Kırkımdan önce veya kırkımdan sonra yıkanan yün elyafı keçe üreticisine temiz olarak getirilmektedir. Bu nedenle keçe yapım atölyelerine ulaşan yüne uygulanan ilk işlem, yünün kalitesi veya rengine göre ayrılmasıdır. Renklerine ve kalitesine göre ayırma işlemi tamamlanmış yün lifleri terazi veya kantarda tartılarak ağırlığı belirlenir.
Daha sonra üretimi planlanan keçenin çeşidine ve boyutlarına göre gerekli olan miktarda ayrılan elyafın atılması yani kabartılması işlemine geçilir. Atma işleminde geçmişte yay ve tokmak kullanılmıştır. Günümüzde bu işlem hallaç makinalarında yapılmaktadır. Hallaç makinasından geçirilerek serbest hale getirilmiş olan lifler, keçe yapımında kullanılmak üzere yığın halinde atölyenin bir kenarına alınır.
Desen Hazırlama: Araştırma kapsamına alınmış olan tepme keçe ürünlerinin desenleme teknikleri üzerinde yapılan incelemelerden desenlemenin, üretim aşamasında keçeleştirme, üretiminden sonra renkli keçelerle aplikasyon veya renkli nakış iplikleriyle işlenerek yapıldığı tespit edilmiştir.
Üretim aşamasında desenlendirmenin yapılabilmesi için öncelikle tasarlanan desene uygun renklerde boyanmış keçe parçaları ile gerekli görülürse renklendirilmiş elyafa ihtiyaç duyulmaktadır.
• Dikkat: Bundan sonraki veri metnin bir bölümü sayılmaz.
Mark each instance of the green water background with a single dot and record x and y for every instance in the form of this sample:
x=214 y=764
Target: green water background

Bu bakımdan desenli keçe üreten ustalar atölyelerinde yöreye özgü renklerde boyadıkları ince keçe yüzeyleri sürekli hazır bulundurmaktadırlar.
Renkli keçe yüzeylerinin desene uygun kesilmesi gerekmektedir. Baklava, şerit, daire vb. biçimlerde kesilen bu parçalar, planlanan desenin elde edilmesinde doğrudan etkilidir.
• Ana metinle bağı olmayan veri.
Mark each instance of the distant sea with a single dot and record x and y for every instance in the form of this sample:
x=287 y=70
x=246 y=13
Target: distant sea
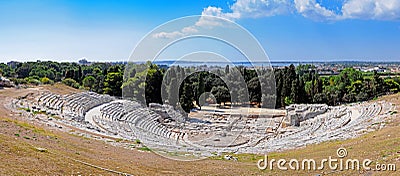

Kesilen parçalar yere serilen hasır örtü üzerine kenardan başlamak üzere yerleştirilmektedir. Bu işlemin uygulanmasında, düzgünlüğün sağlanabilmesi için hasırın üzerinde bulunan çizgilerden yararlanılmaktadır. Bazı yörelerde renklendirilmiş ve serbest hale getirilmiş elyaf demetlerinin desenlemede kullanıldığı görülmektedir.
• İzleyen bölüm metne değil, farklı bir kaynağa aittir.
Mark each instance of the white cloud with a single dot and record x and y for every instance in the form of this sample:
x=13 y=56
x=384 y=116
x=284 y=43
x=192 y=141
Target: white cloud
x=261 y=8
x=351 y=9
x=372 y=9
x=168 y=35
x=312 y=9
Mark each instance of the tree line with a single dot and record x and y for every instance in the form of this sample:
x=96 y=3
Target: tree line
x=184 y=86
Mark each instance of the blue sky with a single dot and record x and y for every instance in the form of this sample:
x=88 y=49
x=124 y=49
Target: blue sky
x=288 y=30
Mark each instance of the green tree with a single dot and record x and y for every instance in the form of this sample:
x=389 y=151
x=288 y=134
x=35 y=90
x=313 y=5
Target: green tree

Tepme keçe atölyelerinde gözlemlere dayalı incelemelerden keçe ustalarının uygulanacak deseni hasır üzerine yerleştirme esnasında herhangi bir kaynaktan yararlanmadıkları anlaşılmıştır. Nitekim keçe ustaları da yıllardır aynı bezemeleri uyguladıklarından dolayı herhangi bir kaynağa ihtiyaç duymadıklarını ifade etmişlerdir.
Desenlemeye genellikle bordürü oluşturan dış kenar çizgiden başlanmakta ve böylece elde edilecek keçe yüzeyin yaklaşık boyutu belirlenmektedir.
Bordür tamamlandıktan sonra keçe yüzeyin zemininde yer alacak desenin hazırlanmasına geçilmektedir. Desende eksiklik olup olmadığı kontrol edildikten sonra tepme keçecilikte önemli işlem sırasını oluşturan saçma ve sarma işlemi uygulamaktadır.
Saçma ve Sarma: Atılarak serbest hale getirilmiş yünün; desenli tepme keçelerde desenin hasırın üzerine yerleştirilmesinden sonra; desensiz olan çeşitlerinde ise doğrudan hasır üzerine çubuk veya sepki denilen araç yardımıyla serpilmesi işlemine “Saçma” denir.
Saçılacak yünün tamamı bir defada değil birkaç defada saçılmaktadır. Her saçmadan sonra kalınlığın bir örnekliliği sağlanmakta ve miktarı göz kararıyla ayarlanan oda sıcaklığındaki musluk suyu serpilmektedir. Süpürge yardımıyla verilen bu su, keçeleşme etkenlerinden biri olan nemi sağlamaktadır.
Saçma işlemi bittikten sonra saçılan yünün kenarları elle düzeltilip hasırla beraber sarılarak rulo yapılmaktadır. Rulo yapılırken; rulonun yapımını kolaylaştırmak, hasırın kırılmasını engellemek ve tepmenin düzenli yapılmasını sağlamak amacıyla bazı yörelerde rulo içerisine bir sırık konulmaktadır. Dışı bez veya telisle sarılan ve bağlanan rulo, daha sonra uygulanacak olan tepme işlemine hazır duruma getirilmektedir.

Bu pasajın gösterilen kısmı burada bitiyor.